Nice : le « casse du siècle » d’Albert Spaggiari

POIROT RICHARD

Le 10 mars 1977 a lieu l’une des plus spectaculaires évasions du XXè siècle. Elle est l’œuvre d’Albert Spaggiari.

C’est alors qu’il est dans le bureau du juge d’instruction qu’Albert Spaggiari, ancien parachutiste, effectue brusquement un saut de sept mètres par la fenêtre, atterrissant sur le toit d’une voiture garée dans la rue. Retour en arrière : à Nice, en juillet 1976, un gang pénètre dans la Société Générale en creusant un tunnel par les égouts. Ils y resteront tout le weekend, réalisant ce qu’on a appelé « le casse du siècle ».
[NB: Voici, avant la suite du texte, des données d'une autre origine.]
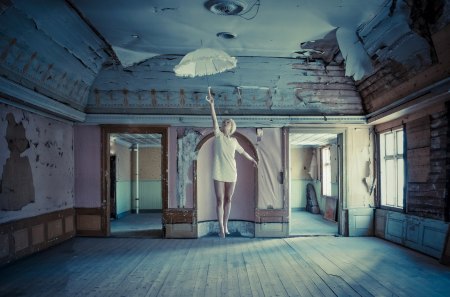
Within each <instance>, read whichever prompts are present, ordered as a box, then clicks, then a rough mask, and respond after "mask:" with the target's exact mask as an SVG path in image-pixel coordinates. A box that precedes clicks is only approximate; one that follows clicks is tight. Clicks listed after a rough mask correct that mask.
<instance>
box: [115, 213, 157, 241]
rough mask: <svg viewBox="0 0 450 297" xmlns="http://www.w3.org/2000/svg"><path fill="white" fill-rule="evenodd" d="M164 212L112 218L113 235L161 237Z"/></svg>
mask: <svg viewBox="0 0 450 297" xmlns="http://www.w3.org/2000/svg"><path fill="white" fill-rule="evenodd" d="M162 235H163V234H162V213H161V212H155V213H140V214H134V213H133V214H129V215H126V216H124V217H122V218H120V219H113V220H111V237H125V238H161V237H162Z"/></svg>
Une figure romanesque du grand banditisme

Sur les 4 000 coffres présents dans la banque, 371 seront percés, pour 50 millions de francs dérobés. Mais le principal instigateur de ce braquage sera rapidement arrêté quelques mois plus tard sur dénonciation. C’est là qu’apparait pour la première fois le nom d’Albert Spaggiari, ancien para, ancien d’Indochine, et alors modeste photographe de mariage. Spaggiari a donné aux participants du braquage des informations précises, tels que l’épaisseur des murs ou l’emplacement des coffres. Spaggiari devient une figure romanesque du grand banditisme.